Don't mess with my random numbers

Not quite; "abuser" is being used very loosely on the ML.

> rather than seeing urandom weakened in any way.

Thinking that the proposed idea would weaken urandom is "correct" in the same way as thinking that because ZFS uses 128-bit sizing it's less likely to run out of space on your computer than ext4 which uses 64-bit sizing: the math is correct, but the actual expenditure needed to even approach it being _relevant_ is so unrealistic in terms of *physics* as to be laughable.

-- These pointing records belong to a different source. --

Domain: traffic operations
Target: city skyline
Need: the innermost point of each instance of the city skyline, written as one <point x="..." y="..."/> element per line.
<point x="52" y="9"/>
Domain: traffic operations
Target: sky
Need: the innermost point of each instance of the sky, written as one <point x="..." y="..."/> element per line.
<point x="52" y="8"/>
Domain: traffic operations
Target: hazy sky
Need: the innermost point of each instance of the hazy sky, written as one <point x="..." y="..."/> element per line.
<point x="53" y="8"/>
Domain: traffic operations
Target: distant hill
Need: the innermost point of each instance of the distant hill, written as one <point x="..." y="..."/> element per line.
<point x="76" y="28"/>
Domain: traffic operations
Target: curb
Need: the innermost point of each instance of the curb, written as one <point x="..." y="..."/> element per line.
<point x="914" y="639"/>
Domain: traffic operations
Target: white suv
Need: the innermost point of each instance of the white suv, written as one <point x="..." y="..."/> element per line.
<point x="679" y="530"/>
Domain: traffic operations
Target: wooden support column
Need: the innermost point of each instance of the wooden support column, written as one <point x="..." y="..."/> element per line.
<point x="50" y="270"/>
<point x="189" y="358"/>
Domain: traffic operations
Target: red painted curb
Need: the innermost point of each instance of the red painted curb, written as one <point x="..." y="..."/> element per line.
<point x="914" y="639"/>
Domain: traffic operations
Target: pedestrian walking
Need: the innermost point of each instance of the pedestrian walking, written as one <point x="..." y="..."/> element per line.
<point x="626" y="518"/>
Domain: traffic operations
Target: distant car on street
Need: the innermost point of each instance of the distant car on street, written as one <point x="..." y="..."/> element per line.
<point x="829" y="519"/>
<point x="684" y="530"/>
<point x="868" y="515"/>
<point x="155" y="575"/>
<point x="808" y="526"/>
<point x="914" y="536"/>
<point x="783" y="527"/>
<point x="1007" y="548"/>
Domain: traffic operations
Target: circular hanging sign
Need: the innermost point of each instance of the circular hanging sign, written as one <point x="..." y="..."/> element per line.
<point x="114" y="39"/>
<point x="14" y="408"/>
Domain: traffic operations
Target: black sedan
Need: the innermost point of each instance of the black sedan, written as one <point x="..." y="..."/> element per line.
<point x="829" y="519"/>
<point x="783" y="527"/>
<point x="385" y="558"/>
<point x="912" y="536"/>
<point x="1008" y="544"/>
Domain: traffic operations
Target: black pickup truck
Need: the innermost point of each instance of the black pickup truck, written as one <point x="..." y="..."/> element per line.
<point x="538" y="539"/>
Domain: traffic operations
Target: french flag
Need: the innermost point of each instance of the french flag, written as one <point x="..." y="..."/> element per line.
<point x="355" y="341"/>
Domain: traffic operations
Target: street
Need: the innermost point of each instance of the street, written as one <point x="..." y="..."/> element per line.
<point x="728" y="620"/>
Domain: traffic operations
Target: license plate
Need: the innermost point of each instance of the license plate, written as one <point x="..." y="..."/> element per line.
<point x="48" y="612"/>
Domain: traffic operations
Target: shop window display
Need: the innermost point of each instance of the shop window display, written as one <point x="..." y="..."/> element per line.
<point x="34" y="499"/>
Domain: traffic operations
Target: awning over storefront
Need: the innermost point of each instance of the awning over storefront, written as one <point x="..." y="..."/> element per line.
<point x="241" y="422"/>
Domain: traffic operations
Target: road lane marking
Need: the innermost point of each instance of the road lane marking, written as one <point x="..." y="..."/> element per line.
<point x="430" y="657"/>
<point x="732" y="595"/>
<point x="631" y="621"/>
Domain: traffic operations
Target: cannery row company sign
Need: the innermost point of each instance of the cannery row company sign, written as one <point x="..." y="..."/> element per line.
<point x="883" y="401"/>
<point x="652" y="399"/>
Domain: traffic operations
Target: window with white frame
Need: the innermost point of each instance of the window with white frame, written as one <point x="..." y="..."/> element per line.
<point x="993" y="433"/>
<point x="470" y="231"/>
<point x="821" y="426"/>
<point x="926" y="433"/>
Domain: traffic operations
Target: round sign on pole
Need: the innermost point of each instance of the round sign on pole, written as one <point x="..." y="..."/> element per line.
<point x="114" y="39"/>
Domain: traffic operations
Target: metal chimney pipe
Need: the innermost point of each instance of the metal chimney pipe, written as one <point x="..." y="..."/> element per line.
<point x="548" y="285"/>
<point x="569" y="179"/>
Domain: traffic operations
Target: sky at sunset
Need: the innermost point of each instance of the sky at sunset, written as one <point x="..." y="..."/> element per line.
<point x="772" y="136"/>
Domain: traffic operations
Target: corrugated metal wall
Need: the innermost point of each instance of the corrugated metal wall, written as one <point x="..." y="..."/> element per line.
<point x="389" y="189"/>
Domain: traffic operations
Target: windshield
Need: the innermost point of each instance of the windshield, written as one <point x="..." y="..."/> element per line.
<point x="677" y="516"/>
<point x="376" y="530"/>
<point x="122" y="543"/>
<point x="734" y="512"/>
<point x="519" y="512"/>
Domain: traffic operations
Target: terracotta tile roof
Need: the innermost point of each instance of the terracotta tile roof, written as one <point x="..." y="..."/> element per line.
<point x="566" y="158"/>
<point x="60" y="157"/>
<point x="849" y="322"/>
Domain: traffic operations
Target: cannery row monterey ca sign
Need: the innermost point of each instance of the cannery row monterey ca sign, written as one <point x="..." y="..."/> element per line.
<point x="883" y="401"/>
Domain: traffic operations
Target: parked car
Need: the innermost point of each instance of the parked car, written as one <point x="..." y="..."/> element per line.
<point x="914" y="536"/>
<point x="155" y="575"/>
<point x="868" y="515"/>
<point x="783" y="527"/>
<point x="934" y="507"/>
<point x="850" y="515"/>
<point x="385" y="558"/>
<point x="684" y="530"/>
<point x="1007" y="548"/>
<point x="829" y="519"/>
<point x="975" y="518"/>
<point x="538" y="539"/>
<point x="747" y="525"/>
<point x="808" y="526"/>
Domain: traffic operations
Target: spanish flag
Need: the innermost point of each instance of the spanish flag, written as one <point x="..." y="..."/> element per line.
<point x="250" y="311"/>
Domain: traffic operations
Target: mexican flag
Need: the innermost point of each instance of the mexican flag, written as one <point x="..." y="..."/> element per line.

> People truly depend on that stuff, and it's quite possible that predictable output from /dev/urandom could end up killing someone.

Considering that ChaCha20 has exactly the same weight on its shoulders, this is again true but irrelevant. (If ChaCha20 is weak in a way that affects using it in urandom, then TLS is in a lot of trouble).

> Further, it's going to be real hard to test from outside, and as a user of bits, you'd want some kind of signal that you were no longer getting ones with the same guarantee anymore.

The *existing* Linux RNG is hard to test - incidentally, researchers did it anyway. Turns out it's an ad-hoc mess and makes *worse* guarantees than ChaCha20. Funny, that.

> /dev/urandom is understood to not be as good as /dev/random

Not only wrong, but *dead* wrong, and actively harmful, to the point of causing vulnerabilities to DOS and other attacks: see http://sockpuppet.org/blog/2014/02/25/safely-generate-ran...

Cryptographers have long-since come to the conclusion that entropy estimation _doesn't work_ worth a damn, and the only difference between /dev/urandom and /dev/random is that the latter blocks based on entropy estimation.